Transportation Minister Bezalel Smotrich predicts legislation giving Knesset power to revoke court decisions will be ‘at the heart’ of coalition talks after elections

Transportation Minister and Head of the National Union party Betzalel Smotrich speaks during a conference Ariel University in the West Bank on June 20, 2019. (Sraya Diamant/Flash90)
Transportation Minister and Head of the National Union party Betzalel Smotrich speaks during a conference Ariel University in the West Bank on June 20, 2019. (Sraya Diamant/Flash90)

Transportation Minister Bezalel Smotrich said Thursday he believed a bill allowing the Knesset to override High Court of Justice decisions will be “at the heart” of coalition talks following general elections in September.

Speaking during a conference at Ariel University in the West Bank, Smotrich said  the purpose of the proposed legislation is “to remedy democracy and create a proper and healthy balance between the three [government] branches in the State of Israel,” according to a Ynet news site report.

Smotrich, the No. 2 in the Union of Right-Wing Parties, is a leading backer of the bill, which critics say would sharply undermine Israel’s system of checks and balances. Proponents of the legislation say it is necessary to curb what they see as an overly activist High Court.

Outspoken national religious leader Smotrich has caused controversy in the past with remarks about the relationship between religion and Israel’s nature as a democratic and liberal state.

On Monday he said he “works for God” — and not for Prime Minister Benjamin Netanyahu, who appointed him — after drawing outrage and ridicule earlier this month for calling for Israel to be governed by Jewish religious law, like in biblical times.

After the April elections, in which the URWP won five seats, Netanyahu worked to form a right-wing government with allied parties. Hebrew media reports at the time said Netanyahu’s Likud party had made backing passage of a so-called override clause for the High Court a condition to joining the coalition.

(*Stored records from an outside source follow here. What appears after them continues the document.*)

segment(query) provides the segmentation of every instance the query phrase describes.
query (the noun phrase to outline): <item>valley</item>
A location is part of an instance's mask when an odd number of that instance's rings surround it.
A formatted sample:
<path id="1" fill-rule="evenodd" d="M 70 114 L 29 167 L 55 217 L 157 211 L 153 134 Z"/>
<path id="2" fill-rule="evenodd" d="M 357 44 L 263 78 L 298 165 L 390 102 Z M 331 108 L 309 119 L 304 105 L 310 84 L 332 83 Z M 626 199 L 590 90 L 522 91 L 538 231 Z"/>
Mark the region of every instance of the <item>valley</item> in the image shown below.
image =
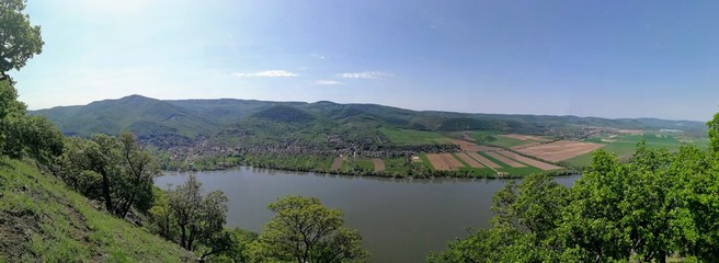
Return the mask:
<path id="1" fill-rule="evenodd" d="M 140 95 L 35 111 L 66 135 L 130 130 L 162 169 L 237 165 L 388 178 L 573 174 L 605 149 L 637 142 L 706 147 L 700 122 L 418 112 L 376 104 L 252 100 L 161 101 Z"/>

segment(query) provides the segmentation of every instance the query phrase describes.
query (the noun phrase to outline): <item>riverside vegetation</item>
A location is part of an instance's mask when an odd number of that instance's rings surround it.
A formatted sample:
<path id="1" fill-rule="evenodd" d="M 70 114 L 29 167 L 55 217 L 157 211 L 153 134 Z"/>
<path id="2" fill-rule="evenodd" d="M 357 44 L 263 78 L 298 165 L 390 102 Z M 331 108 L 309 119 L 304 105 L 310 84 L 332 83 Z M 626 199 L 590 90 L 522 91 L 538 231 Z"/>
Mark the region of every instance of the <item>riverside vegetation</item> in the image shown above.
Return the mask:
<path id="1" fill-rule="evenodd" d="M 22 0 L 0 0 L 0 33 L 12 36 L 0 45 L 0 261 L 353 262 L 368 256 L 360 233 L 343 227 L 342 213 L 316 198 L 286 196 L 270 204 L 276 216 L 261 233 L 225 229 L 228 201 L 221 192 L 204 193 L 192 176 L 175 188 L 152 187 L 160 164 L 134 134 L 65 137 L 48 119 L 27 115 L 7 75 L 42 50 L 39 27 L 30 24 L 24 8 Z M 294 108 L 279 112 L 285 112 L 281 118 L 312 118 Z M 320 129 L 311 123 L 304 125 Z M 449 117 L 438 123 L 449 129 L 479 125 Z M 153 125 L 146 124 L 134 128 Z M 248 134 L 241 138 L 255 138 L 242 126 L 233 128 Z M 708 137 L 707 149 L 685 145 L 677 152 L 639 144 L 627 161 L 600 150 L 572 187 L 543 174 L 512 183 L 494 196 L 492 228 L 449 242 L 427 261 L 716 261 L 719 114 L 708 123 Z"/>
<path id="2" fill-rule="evenodd" d="M 22 0 L 0 0 L 0 35 L 8 36 L 0 46 L 0 262 L 367 256 L 358 232 L 343 227 L 342 213 L 316 198 L 287 196 L 270 204 L 277 216 L 259 235 L 225 229 L 227 197 L 204 194 L 194 178 L 174 190 L 155 187 L 160 167 L 135 135 L 65 137 L 47 118 L 27 115 L 7 75 L 42 50 L 39 26 L 30 24 L 24 8 Z"/>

The passage of such an “override clause” would mark what has been called the greatest constitutional change in Israeli history, with vast potential impact on the checks and balances at the heart of Israeli democracy, denying the courts the capacity to protect Israeli minorities and uphold core human rights.

It would also, not incidentally, mean the High Court could not reverse Knesset-approved immunity for Netanyahu, who is facing indictments, pending a hearing, in three graft cases.

Netanyahu ultimately failed to form a majority coalition and dissolved parliament, calling fresh elections for September 17.